Estas poderosas palabras han resonado hasta hoy. Nada habría que cambiar en ellas si quisiéramos hacer un alegato contra las decisiones que el presidente Donald Trump ha tomado últimamente, como la salida de EUA de los Acuerdos de París contra el cambio climático. O más aún, si quisiéramos poner al descubierto las omisiones sobre la responsabilidad que sus transnacionales deberían tener en materia ambiental en todos los países, y que sin embargo no toman. Porque, como continúa Carson en la carta que escribió hace más de medio siglo:
Durante años, los ciudadanos han creído que el país ha estado trabajando en la conservación de los recursos naturales, dando a conocer su vital importancia para la nación. Aparentemente su progreso, tan duramente ganado, ha sido aniquilado, mientras una política dispuesta a la administración nos ha regresado a las oscuras épocas de la explotación y destrucción sin restricciones.

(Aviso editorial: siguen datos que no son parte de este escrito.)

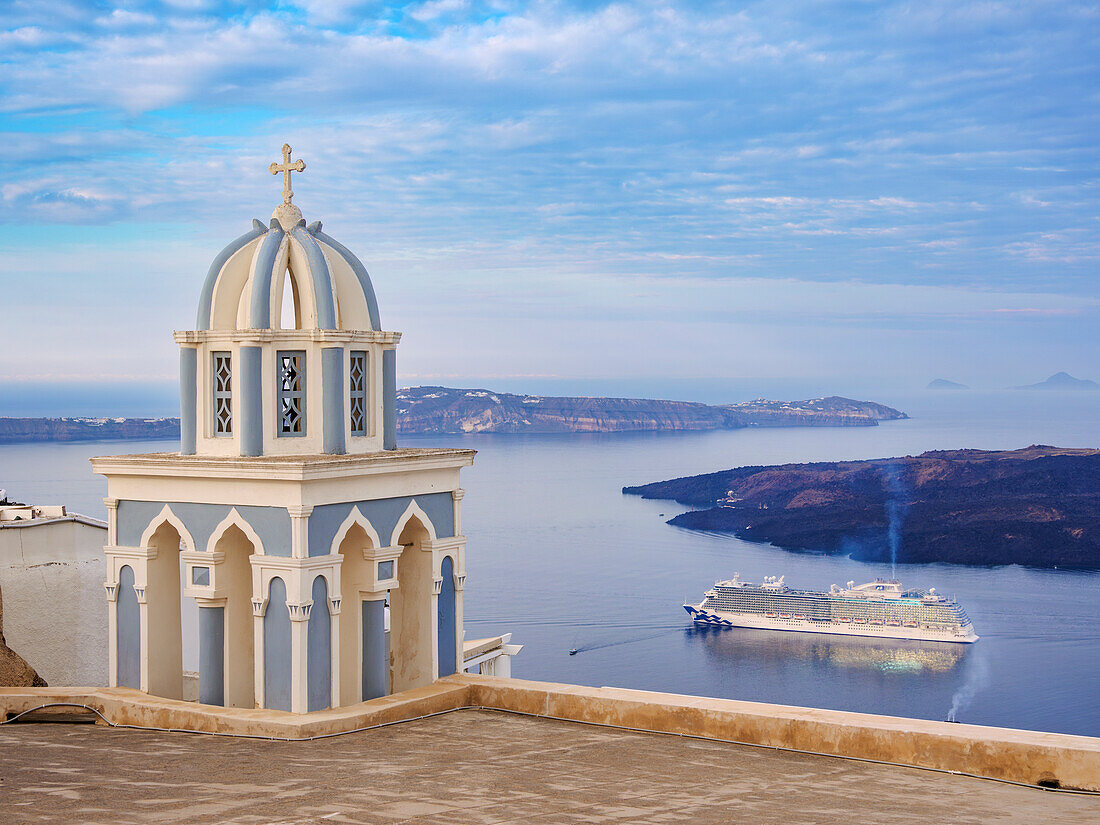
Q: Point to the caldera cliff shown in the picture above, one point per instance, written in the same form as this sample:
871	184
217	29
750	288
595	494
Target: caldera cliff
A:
1038	506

Carson termina este profuso alegato con palabras que, aunque entre líneas hablan de la Guerra Fría, resuenan portentosamente en nuestros días, como si fueran de una carta escrita ayer:
Es una de las ironías de nuestro tiempo que nos concentramos en la defensa de nuestro país contra los enemigos externos, cuando deberíamos estar atentos de aquellos que lo destruirán desde adentro.
Rachel Carson demostró que las ideas, cuando tienen un firme propósito, pueden propagarse poderosamente durante décadas, o quizás para siempre. Y que, indudablemente, hay cosas que se tienen que decir, como aseguró al final de su vida:
Yo nunca podría volver a escuchar el canto de un tordo, si no hubiera hecho todo lo posible para persuadir a los lectores de la urgencia de su mensaje: estamos en un grave riesgo de alcance planetario.
Es arrobadora la manera en que el legado de esta bióloga sigue siendo pertinente, incluso más que antes. Ella no sólo provocó la creación de las instituciones ambientales que hoy conocemos, sino que nos demostró la valía de las acciones individuales. Lo que hagamos puede tener más alcance del que creemos: las acciones pueden traspasar fronteras espaciales y temporales, convirtiéndose en movimientos perennes, como la conciencia ambiental que esta mujer hizo colectiva y que hoy es indeleble.